Jamelle Bouie on casting the world of J.R.R. Tolkien:
I don't actually see anything racist or prejudiced about exclusively cast light-skinned people for a fantasy series that is heavily steeped in Nordic and Anglo-Saxon lore. To draw from a brief conversation I had with Shani Hilton on the subject, with Middle-Earth, Tolkien tried to create a native mythology (of sorts) for the people of the British Isles. Given the creative vision of the films -- as close to Tolkien's depiction as possible -- I don't think it's unreasonable to restrict casting to light-skinned people, just as it wouldn't be unreasonable to only cast light-skinned people for movie adaptations of Beowulf, the Kalevala, or any one of the Celtic and Irish myths that Tolkien drew on for inspiration.
I'm more amenable to this argument in the casting of historical epics than fantasy epics--casting Denzel Washington as Thomas Jefferson would be strange, but I'm not sure how that standard applies to ahistorical fantasy worlds. Shani Hilton writes that Tolkien "was writing about white people for white people, the way that people can when they don’t have to think about the fact that they’re white." The problem with this argument is that it's premised on a very modern understanding of race in which whites of any descent are interchangeable. If all of a sudden Peter Jackson was bitterly resisting any effort to cast white non-Britons in any roles that might be an excuse, but that's not what's happening. I don't understand why an audience that can suspend disbelief about old men tossing fireballs, armies of malevolent green-skinned orcs, and the greedy machinations of centuries-old dragons would somehow find that the illusion falls apart as soon as you throw a brown hobbit in there. That seems a little selective and patronizing.

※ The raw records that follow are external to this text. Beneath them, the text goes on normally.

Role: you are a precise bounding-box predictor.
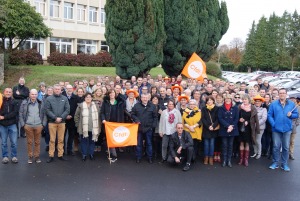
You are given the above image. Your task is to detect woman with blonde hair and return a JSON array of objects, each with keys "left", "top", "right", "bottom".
[{"left": 182, "top": 99, "right": 202, "bottom": 162}]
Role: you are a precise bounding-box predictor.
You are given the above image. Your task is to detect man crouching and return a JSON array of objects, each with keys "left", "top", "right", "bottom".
[{"left": 168, "top": 123, "right": 194, "bottom": 171}]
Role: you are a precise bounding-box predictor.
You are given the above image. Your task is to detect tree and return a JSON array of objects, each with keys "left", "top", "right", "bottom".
[
  {"left": 162, "top": 0, "right": 229, "bottom": 76},
  {"left": 227, "top": 38, "right": 244, "bottom": 66},
  {"left": 287, "top": 10, "right": 300, "bottom": 70},
  {"left": 105, "top": 0, "right": 165, "bottom": 79},
  {"left": 242, "top": 21, "right": 257, "bottom": 70},
  {"left": 0, "top": 0, "right": 51, "bottom": 52}
]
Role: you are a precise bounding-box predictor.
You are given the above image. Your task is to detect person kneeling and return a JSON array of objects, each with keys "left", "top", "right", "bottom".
[{"left": 167, "top": 123, "right": 194, "bottom": 171}]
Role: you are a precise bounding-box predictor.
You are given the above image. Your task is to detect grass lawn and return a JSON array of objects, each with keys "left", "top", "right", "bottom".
[{"left": 3, "top": 65, "right": 217, "bottom": 89}]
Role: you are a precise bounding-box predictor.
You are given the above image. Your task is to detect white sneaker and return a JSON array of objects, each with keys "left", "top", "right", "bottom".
[
  {"left": 11, "top": 157, "right": 18, "bottom": 164},
  {"left": 250, "top": 153, "right": 257, "bottom": 158},
  {"left": 28, "top": 157, "right": 33, "bottom": 164},
  {"left": 2, "top": 157, "right": 9, "bottom": 164},
  {"left": 255, "top": 154, "right": 261, "bottom": 159}
]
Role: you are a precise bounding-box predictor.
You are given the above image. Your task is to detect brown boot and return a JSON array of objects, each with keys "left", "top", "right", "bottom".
[
  {"left": 209, "top": 157, "right": 214, "bottom": 165},
  {"left": 238, "top": 149, "right": 244, "bottom": 165},
  {"left": 244, "top": 150, "right": 249, "bottom": 167},
  {"left": 204, "top": 156, "right": 208, "bottom": 165}
]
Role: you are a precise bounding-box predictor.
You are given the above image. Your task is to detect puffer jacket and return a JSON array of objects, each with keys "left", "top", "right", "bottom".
[
  {"left": 255, "top": 106, "right": 267, "bottom": 130},
  {"left": 0, "top": 97, "right": 18, "bottom": 126}
]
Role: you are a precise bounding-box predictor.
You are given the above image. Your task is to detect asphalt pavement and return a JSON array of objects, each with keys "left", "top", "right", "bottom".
[{"left": 0, "top": 133, "right": 299, "bottom": 201}]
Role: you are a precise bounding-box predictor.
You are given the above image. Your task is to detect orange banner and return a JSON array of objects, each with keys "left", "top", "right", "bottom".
[
  {"left": 105, "top": 122, "right": 138, "bottom": 148},
  {"left": 181, "top": 52, "right": 207, "bottom": 81}
]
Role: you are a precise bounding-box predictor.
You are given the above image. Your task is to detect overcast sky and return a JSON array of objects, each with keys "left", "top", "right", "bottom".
[{"left": 219, "top": 0, "right": 300, "bottom": 45}]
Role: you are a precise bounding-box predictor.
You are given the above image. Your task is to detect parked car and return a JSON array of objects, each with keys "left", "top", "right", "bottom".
[{"left": 281, "top": 79, "right": 300, "bottom": 91}]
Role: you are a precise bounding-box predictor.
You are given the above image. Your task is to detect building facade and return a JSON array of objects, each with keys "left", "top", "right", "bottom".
[{"left": 23, "top": 0, "right": 108, "bottom": 59}]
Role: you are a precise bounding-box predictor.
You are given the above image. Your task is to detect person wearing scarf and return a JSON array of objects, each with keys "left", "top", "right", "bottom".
[
  {"left": 74, "top": 93, "right": 100, "bottom": 161},
  {"left": 183, "top": 99, "right": 202, "bottom": 162},
  {"left": 238, "top": 94, "right": 259, "bottom": 167},
  {"left": 159, "top": 100, "right": 182, "bottom": 162},
  {"left": 218, "top": 94, "right": 239, "bottom": 167},
  {"left": 201, "top": 96, "right": 219, "bottom": 165}
]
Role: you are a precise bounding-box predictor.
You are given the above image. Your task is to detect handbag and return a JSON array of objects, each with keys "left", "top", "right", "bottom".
[{"left": 208, "top": 110, "right": 220, "bottom": 130}]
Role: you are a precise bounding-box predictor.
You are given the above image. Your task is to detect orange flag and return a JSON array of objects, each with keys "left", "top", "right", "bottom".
[
  {"left": 181, "top": 52, "right": 207, "bottom": 81},
  {"left": 105, "top": 122, "right": 138, "bottom": 148}
]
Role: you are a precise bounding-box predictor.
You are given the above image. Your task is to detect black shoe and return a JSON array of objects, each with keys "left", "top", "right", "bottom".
[
  {"left": 159, "top": 159, "right": 166, "bottom": 164},
  {"left": 21, "top": 134, "right": 26, "bottom": 138},
  {"left": 46, "top": 157, "right": 54, "bottom": 163},
  {"left": 183, "top": 163, "right": 191, "bottom": 171},
  {"left": 227, "top": 161, "right": 232, "bottom": 168},
  {"left": 82, "top": 156, "right": 87, "bottom": 161},
  {"left": 222, "top": 161, "right": 226, "bottom": 167},
  {"left": 136, "top": 159, "right": 141, "bottom": 163},
  {"left": 89, "top": 155, "right": 95, "bottom": 160},
  {"left": 45, "top": 146, "right": 49, "bottom": 152},
  {"left": 67, "top": 151, "right": 75, "bottom": 156},
  {"left": 58, "top": 157, "right": 67, "bottom": 161},
  {"left": 148, "top": 158, "right": 153, "bottom": 164}
]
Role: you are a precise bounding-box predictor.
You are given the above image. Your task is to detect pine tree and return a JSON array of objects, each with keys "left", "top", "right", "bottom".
[
  {"left": 242, "top": 21, "right": 257, "bottom": 70},
  {"left": 105, "top": 0, "right": 165, "bottom": 79},
  {"left": 287, "top": 10, "right": 300, "bottom": 70}
]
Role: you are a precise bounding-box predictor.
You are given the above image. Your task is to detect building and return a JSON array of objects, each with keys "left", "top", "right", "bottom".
[{"left": 22, "top": 0, "right": 108, "bottom": 59}]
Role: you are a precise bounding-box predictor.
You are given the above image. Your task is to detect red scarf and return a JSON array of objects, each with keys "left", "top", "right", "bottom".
[{"left": 225, "top": 103, "right": 232, "bottom": 111}]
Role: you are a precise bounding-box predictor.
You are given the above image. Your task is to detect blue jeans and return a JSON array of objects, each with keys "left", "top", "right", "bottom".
[
  {"left": 204, "top": 138, "right": 215, "bottom": 157},
  {"left": 80, "top": 132, "right": 95, "bottom": 156},
  {"left": 272, "top": 131, "right": 291, "bottom": 166},
  {"left": 0, "top": 124, "right": 18, "bottom": 158},
  {"left": 136, "top": 130, "right": 153, "bottom": 159},
  {"left": 221, "top": 136, "right": 234, "bottom": 162}
]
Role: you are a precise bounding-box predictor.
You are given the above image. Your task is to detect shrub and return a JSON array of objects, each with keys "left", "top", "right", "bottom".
[
  {"left": 47, "top": 51, "right": 113, "bottom": 67},
  {"left": 9, "top": 49, "right": 43, "bottom": 65},
  {"left": 206, "top": 61, "right": 222, "bottom": 78}
]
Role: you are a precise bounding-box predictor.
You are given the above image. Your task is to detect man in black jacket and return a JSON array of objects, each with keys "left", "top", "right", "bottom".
[
  {"left": 131, "top": 93, "right": 158, "bottom": 164},
  {"left": 13, "top": 77, "right": 29, "bottom": 138},
  {"left": 63, "top": 85, "right": 79, "bottom": 156},
  {"left": 168, "top": 123, "right": 194, "bottom": 171},
  {"left": 0, "top": 88, "right": 19, "bottom": 164}
]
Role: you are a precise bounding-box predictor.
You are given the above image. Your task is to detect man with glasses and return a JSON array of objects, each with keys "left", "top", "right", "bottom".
[
  {"left": 233, "top": 94, "right": 242, "bottom": 107},
  {"left": 268, "top": 88, "right": 298, "bottom": 171},
  {"left": 168, "top": 123, "right": 194, "bottom": 171}
]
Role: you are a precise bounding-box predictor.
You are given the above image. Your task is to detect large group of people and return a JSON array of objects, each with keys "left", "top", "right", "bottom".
[{"left": 0, "top": 74, "right": 299, "bottom": 172}]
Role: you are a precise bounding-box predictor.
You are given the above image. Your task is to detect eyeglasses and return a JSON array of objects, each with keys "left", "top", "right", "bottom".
[
  {"left": 234, "top": 96, "right": 240, "bottom": 98},
  {"left": 177, "top": 127, "right": 184, "bottom": 129}
]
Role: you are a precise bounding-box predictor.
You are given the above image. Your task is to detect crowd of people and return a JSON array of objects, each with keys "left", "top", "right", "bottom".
[{"left": 0, "top": 74, "right": 298, "bottom": 172}]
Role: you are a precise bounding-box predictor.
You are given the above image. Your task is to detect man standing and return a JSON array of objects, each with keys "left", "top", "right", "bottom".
[
  {"left": 13, "top": 77, "right": 29, "bottom": 138},
  {"left": 0, "top": 88, "right": 19, "bottom": 164},
  {"left": 45, "top": 84, "right": 70, "bottom": 163},
  {"left": 63, "top": 85, "right": 79, "bottom": 156},
  {"left": 131, "top": 93, "right": 158, "bottom": 164},
  {"left": 168, "top": 123, "right": 194, "bottom": 171},
  {"left": 268, "top": 88, "right": 298, "bottom": 171},
  {"left": 19, "top": 89, "right": 46, "bottom": 164}
]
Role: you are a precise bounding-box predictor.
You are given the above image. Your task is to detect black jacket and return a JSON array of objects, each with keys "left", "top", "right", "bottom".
[
  {"left": 63, "top": 93, "right": 79, "bottom": 117},
  {"left": 13, "top": 84, "right": 29, "bottom": 100},
  {"left": 0, "top": 97, "right": 19, "bottom": 126},
  {"left": 158, "top": 96, "right": 170, "bottom": 111},
  {"left": 131, "top": 101, "right": 158, "bottom": 133},
  {"left": 100, "top": 96, "right": 125, "bottom": 123},
  {"left": 201, "top": 106, "right": 219, "bottom": 139},
  {"left": 169, "top": 131, "right": 193, "bottom": 158}
]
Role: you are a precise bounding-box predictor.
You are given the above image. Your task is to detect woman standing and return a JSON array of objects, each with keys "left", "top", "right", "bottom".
[
  {"left": 125, "top": 89, "right": 139, "bottom": 122},
  {"left": 252, "top": 95, "right": 267, "bottom": 159},
  {"left": 218, "top": 94, "right": 239, "bottom": 167},
  {"left": 159, "top": 100, "right": 182, "bottom": 162},
  {"left": 93, "top": 88, "right": 104, "bottom": 152},
  {"left": 101, "top": 89, "right": 125, "bottom": 162},
  {"left": 151, "top": 95, "right": 161, "bottom": 160},
  {"left": 201, "top": 96, "right": 219, "bottom": 165},
  {"left": 176, "top": 94, "right": 189, "bottom": 115},
  {"left": 74, "top": 93, "right": 100, "bottom": 161},
  {"left": 237, "top": 94, "right": 259, "bottom": 166},
  {"left": 182, "top": 99, "right": 202, "bottom": 162},
  {"left": 262, "top": 94, "right": 273, "bottom": 158}
]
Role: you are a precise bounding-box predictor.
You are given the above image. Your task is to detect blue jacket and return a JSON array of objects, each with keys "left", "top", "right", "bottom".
[
  {"left": 267, "top": 99, "right": 299, "bottom": 133},
  {"left": 218, "top": 104, "right": 239, "bottom": 137}
]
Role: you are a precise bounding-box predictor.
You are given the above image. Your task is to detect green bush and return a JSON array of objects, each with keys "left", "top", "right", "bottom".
[
  {"left": 206, "top": 61, "right": 222, "bottom": 78},
  {"left": 9, "top": 49, "right": 43, "bottom": 65}
]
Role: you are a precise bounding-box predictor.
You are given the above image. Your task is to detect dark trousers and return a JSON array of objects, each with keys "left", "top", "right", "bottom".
[
  {"left": 80, "top": 132, "right": 95, "bottom": 156},
  {"left": 222, "top": 136, "right": 234, "bottom": 163},
  {"left": 64, "top": 120, "right": 76, "bottom": 152},
  {"left": 167, "top": 146, "right": 194, "bottom": 164},
  {"left": 136, "top": 130, "right": 153, "bottom": 159},
  {"left": 152, "top": 133, "right": 162, "bottom": 159}
]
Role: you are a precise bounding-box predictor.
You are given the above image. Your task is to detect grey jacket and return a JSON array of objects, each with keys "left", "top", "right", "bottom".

The Nordic-inspired fantasy culture of Tolkien, or even Beowulf, is no less alien to a white kid in an American classroom than a black kid in that same classroom. An ability to catch a sunburn is not a mutant power that bestows a flawless insight into the nuances of Old English. I'm sympathetic to Bouie's argument that people of color need their own epic fantasy stories, but one of the inadvertent side effects of colonialism is that the Western canon now belongs to a multiracial West. That minorities have a kind of cultural access to wider Western culture while retaining a kind of cultural specificity that remains opaque to most whites is simple double-consciousness.That's why Avery Brooks can play the hell out of Oedipus Rex, while casting Edward Norton as Walter Lee Younger would arch a lot of eyebrows.
And yes, that's Bad Santa's Tony Cox playing a Nelwyn warrior in Willow. Apparently adding a black character to a Tolkien-inspired rip-off didn't ruin the movie.